We concurred with Zhen Xu et al.’s study on efficacy of PRP compared to betamethasone in treating lumbar HNP in term of pain score and functional score [32]. Our study demonstrated better outcome for PRP for leg VAS over cortisone at 6,12 and 24 week. These difference might be from variation of platelet concentration and amount of betamethasone (which was not mentioned) in the study. Further studies are required to summarize the efficacy of PRP over steroid in term of chronic leg pain.

Our research conducted RCT, with similar demographic data with single experience surgeon, represented an emerging substitute, PRP, in treating single-level HNP. The drawback for PRP is injection time which is within one hour after final product. PRP production protocol takes about 30 min for overall process.
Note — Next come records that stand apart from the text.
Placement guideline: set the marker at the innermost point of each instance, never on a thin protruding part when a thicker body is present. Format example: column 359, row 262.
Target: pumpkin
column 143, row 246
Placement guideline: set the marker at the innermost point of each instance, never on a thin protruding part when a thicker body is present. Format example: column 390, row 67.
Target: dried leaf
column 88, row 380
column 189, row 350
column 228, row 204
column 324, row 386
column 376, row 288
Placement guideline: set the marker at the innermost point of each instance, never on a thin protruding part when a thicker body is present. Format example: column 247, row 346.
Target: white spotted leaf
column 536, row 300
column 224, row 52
This protocol can be done in any hospital because it requires simple centrifuge with easy-to-follow protocol and laboratory staff with sterile technique due to an open-system. Our limitations were short time follow-up, subjective primary outcome as VAS, and too small sample size to detect the statistically significant of treatment failure.

Conclusion

The present study showed that alternative PRP injection provided a superior result to triamcinolone on LegVAS, and comparable results on BackVAS, ODI, adverse event, and treatment failure. The prolonged and superior effect with potentially lower rate of treatment failure supports the usage of PRP in HNP treatment. Noncommercial PRP protocol is safe, reproducible and effective in the treatment of lumbar HNP. We encourage using PRP protocol [21], instead of commercial kit.